Bob y Charlotte andan perdidos por Japón, pero también andan perdidos por la vida. Japón, en Lost in translation, sólo es una metáfora geográfica de su perplejidad. Desde las habitaciones de su hotel, a muchos metros de altitud, Tokio es una ciudad indescifrable, enigmática, y bien podría ser la imagen urbana de sus propias incertidumbres. Ellos vagan por sus aceras y por sus templos como turistas asombrados, boquiabiertos, pero en realidad no comprenden gran cosa de lo que ven. Japón, como ahora mismo sus conciencias, es un lugar confuso y contradictorio. Tan familiar y tan extraño que a veces se sienten como en casa y a veces habitantes de un planeta muy lejano.


Japón,
mia que está leho Japón...

... cantaban los No me pises que llevo chanclas. Y allí, a tomar por el culo, en las islas del Sol Naciente, náufragos de su propio crucero, Bob y Charlotte se pierden en las traducciones como se pierden en la traducción de sus pensamientos. No aciertan a expresar con palabras lo que bulle en sus mentes atribuladas. Deberían de ser felices, pero no lo son. La sombra de estar viviendo una mentira, un matrimonio sin futuro, o una vocación sin satisfacciones, les marchita la sonrisa, y les nubla la mirada. 

Charlotte es una mariposa que empieza a revolotear por el mundo, pero sospecha que en la primera flor ha cometido un gran error inaugural. Cuando su marido aparece por la puerta, el corazón, todavía enamorado, late con fuerza, pero las entrañas le susurran algo muy diferente. Y las entrañas, esas hijas de puta resabiadas, nunca se equivocan. El plexo solar sabe más de la vida que el corazón, que es ciego, y que la cabeza, que es idiota del culo.

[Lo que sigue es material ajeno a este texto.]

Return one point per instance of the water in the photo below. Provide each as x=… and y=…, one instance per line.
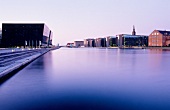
x=90, y=79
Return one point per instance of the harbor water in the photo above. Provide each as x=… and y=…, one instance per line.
x=91, y=79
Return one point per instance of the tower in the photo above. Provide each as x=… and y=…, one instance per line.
x=133, y=32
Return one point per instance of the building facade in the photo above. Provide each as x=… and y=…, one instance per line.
x=126, y=40
x=27, y=35
x=159, y=38
x=78, y=43
x=111, y=41
x=0, y=35
x=100, y=42
x=89, y=43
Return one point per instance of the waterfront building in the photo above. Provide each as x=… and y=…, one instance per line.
x=26, y=35
x=159, y=38
x=89, y=43
x=78, y=43
x=111, y=41
x=100, y=42
x=0, y=35
x=70, y=45
x=127, y=40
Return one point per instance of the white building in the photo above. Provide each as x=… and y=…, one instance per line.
x=78, y=43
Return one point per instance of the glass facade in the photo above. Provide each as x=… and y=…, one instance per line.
x=32, y=35
x=134, y=40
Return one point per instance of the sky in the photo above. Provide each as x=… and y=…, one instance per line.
x=72, y=20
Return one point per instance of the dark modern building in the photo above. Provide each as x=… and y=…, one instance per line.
x=25, y=34
x=0, y=35
x=127, y=40
x=159, y=38
x=111, y=41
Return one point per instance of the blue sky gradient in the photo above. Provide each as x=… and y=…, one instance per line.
x=78, y=19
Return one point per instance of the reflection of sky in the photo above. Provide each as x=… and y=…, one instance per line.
x=91, y=78
x=77, y=19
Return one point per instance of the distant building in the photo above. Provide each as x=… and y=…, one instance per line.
x=89, y=43
x=127, y=40
x=0, y=35
x=111, y=41
x=159, y=38
x=100, y=42
x=70, y=45
x=25, y=34
x=133, y=32
x=78, y=43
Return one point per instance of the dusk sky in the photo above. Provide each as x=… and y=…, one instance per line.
x=79, y=19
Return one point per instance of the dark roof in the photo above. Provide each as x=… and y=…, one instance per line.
x=164, y=32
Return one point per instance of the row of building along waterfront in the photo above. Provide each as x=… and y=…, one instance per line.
x=156, y=38
x=32, y=35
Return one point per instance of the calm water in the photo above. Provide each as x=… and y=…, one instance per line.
x=91, y=79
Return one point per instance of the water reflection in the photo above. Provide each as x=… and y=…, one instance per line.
x=91, y=79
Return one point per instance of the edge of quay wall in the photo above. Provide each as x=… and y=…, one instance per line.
x=7, y=73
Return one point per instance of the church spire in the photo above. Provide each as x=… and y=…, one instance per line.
x=133, y=32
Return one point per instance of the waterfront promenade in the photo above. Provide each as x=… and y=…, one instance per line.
x=12, y=59
x=91, y=78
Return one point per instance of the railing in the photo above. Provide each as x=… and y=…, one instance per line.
x=11, y=57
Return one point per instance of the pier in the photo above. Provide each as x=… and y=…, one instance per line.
x=13, y=59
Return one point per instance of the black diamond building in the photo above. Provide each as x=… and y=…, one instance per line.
x=25, y=35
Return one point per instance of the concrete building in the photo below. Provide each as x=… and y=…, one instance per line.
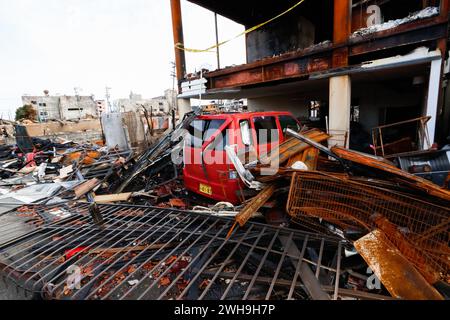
x=62, y=107
x=342, y=61
x=159, y=105
x=102, y=107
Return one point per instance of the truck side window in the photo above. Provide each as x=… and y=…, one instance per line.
x=288, y=122
x=202, y=130
x=221, y=140
x=266, y=130
x=246, y=134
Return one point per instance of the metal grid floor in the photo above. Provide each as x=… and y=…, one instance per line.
x=154, y=253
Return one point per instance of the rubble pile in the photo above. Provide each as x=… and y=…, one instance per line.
x=85, y=222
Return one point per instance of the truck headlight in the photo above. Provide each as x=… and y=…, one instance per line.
x=232, y=175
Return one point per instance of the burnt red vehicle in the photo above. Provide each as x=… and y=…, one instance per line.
x=207, y=169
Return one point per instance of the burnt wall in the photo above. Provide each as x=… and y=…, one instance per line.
x=290, y=34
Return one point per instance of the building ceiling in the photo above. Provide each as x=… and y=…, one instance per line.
x=251, y=12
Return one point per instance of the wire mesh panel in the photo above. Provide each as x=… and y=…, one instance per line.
x=153, y=253
x=419, y=229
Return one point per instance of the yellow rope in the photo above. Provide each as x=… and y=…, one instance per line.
x=180, y=46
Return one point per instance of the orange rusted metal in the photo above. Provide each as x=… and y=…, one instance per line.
x=397, y=274
x=418, y=228
x=253, y=206
x=397, y=174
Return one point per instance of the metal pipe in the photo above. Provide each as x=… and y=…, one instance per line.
x=178, y=38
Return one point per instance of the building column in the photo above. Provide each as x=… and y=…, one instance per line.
x=434, y=87
x=178, y=38
x=339, y=111
x=340, y=86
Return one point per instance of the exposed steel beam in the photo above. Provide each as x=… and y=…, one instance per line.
x=177, y=27
x=341, y=31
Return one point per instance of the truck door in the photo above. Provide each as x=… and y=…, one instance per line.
x=266, y=133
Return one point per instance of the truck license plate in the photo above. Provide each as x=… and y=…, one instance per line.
x=205, y=189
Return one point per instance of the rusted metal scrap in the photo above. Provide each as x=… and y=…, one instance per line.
x=396, y=173
x=169, y=254
x=418, y=228
x=397, y=274
x=292, y=147
x=255, y=204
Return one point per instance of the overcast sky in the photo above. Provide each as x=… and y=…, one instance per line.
x=124, y=44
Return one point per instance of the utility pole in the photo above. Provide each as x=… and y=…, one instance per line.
x=174, y=94
x=217, y=41
x=77, y=95
x=108, y=96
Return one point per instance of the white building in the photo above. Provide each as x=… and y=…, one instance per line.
x=158, y=105
x=62, y=107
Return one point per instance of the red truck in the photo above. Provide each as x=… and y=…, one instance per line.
x=207, y=169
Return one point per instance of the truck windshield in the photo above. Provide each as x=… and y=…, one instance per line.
x=202, y=130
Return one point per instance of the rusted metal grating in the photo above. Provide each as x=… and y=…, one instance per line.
x=154, y=253
x=419, y=229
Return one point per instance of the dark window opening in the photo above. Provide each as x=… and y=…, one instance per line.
x=288, y=122
x=266, y=130
x=202, y=130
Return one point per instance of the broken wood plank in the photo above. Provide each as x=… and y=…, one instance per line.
x=108, y=198
x=292, y=147
x=86, y=187
x=396, y=273
x=255, y=204
x=384, y=165
x=311, y=158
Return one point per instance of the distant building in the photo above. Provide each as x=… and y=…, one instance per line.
x=62, y=107
x=102, y=106
x=158, y=105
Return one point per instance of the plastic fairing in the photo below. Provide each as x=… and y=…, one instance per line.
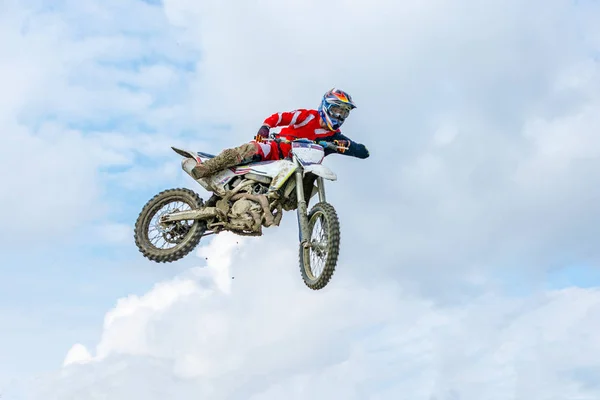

    Charlotte sospecha que todo ha terminado casi sin comenzar, pero es un pensamiento demasiado grave, demasiado maduro, para asumirlo de sopetón. Así que una noche, en el bar del hotel, cuando conoce a Bob, creerá encontrar en él al confidente que siendo treinta años mayor que ella, con toda una vida recorrida, con toda una historia en la mirada, podría servirle de guía. Pero Bob es otro turista que perdió su mapa en Japón y no está preparado para ayudar a nadie. Sólo para hacer compañía, y para ser solidario en la tribulación. A los cincuenta y tantos años todavía no ha conseguido traducirse. Y a esas edades ya es muy difícil aprender.